In a severe bubble, speculators can even start buying options on commodities that are still in the ground. In effect, producers are paid to not produce.

The bubble bursts when prices have reduced demand in the "real" market below whatever supply is comming on the market. Spot prices fall, speculators get burned, more product is released from storage, and spot prices collapse.

Bubbles are more likely to happen in commodities where the demand curve is fairly inelastic, storage costs are low, and the commodity can be stored a long time without any degradation.
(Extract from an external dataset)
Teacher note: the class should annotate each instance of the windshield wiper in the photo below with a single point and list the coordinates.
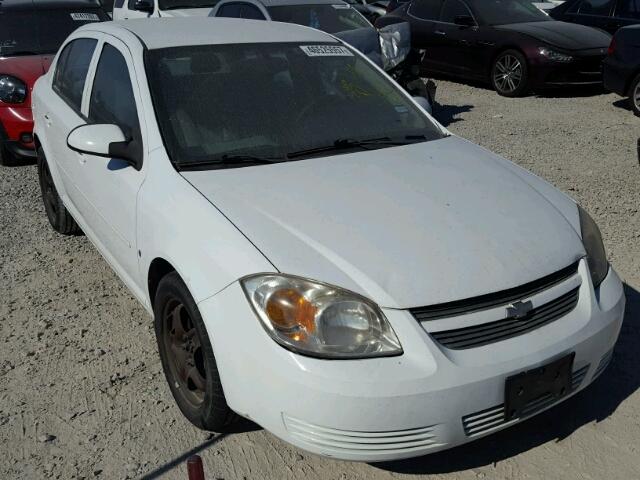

Metals and oil have a history of bubbles for this reason. Among agricultural commodities, sugar is known for it's bubbles because it can be stored indefinitely.

Instead of a lynching, the mob each gets a flesh wound.

Inflation is cutting off a couple of fingers, the long term flesh wound for everyone, to save a few a very quick short term not so tough whack.

Do I spell pina colada right?

May I have another, hic.....

I was being flip.

I hope the 50 basis point reduction is so the guy in a plant or an IT department can get a project funded which does not have an ROI of 20%.

Being a micro guy I am very concerned that credit crunch will kill good productivity justified investments.

Can I ask a stupid question? How do you link individual video stories into your blog? I want to do the same

Hey all you fear mongering pessimists...In January of 2001 we were already in a bear market. It had started in October 2000. The EXACT same indicator, which said we had entered a Bear Mtk in October '00, has, as of today, not signaled one. I will be sure to let you know when/if it does.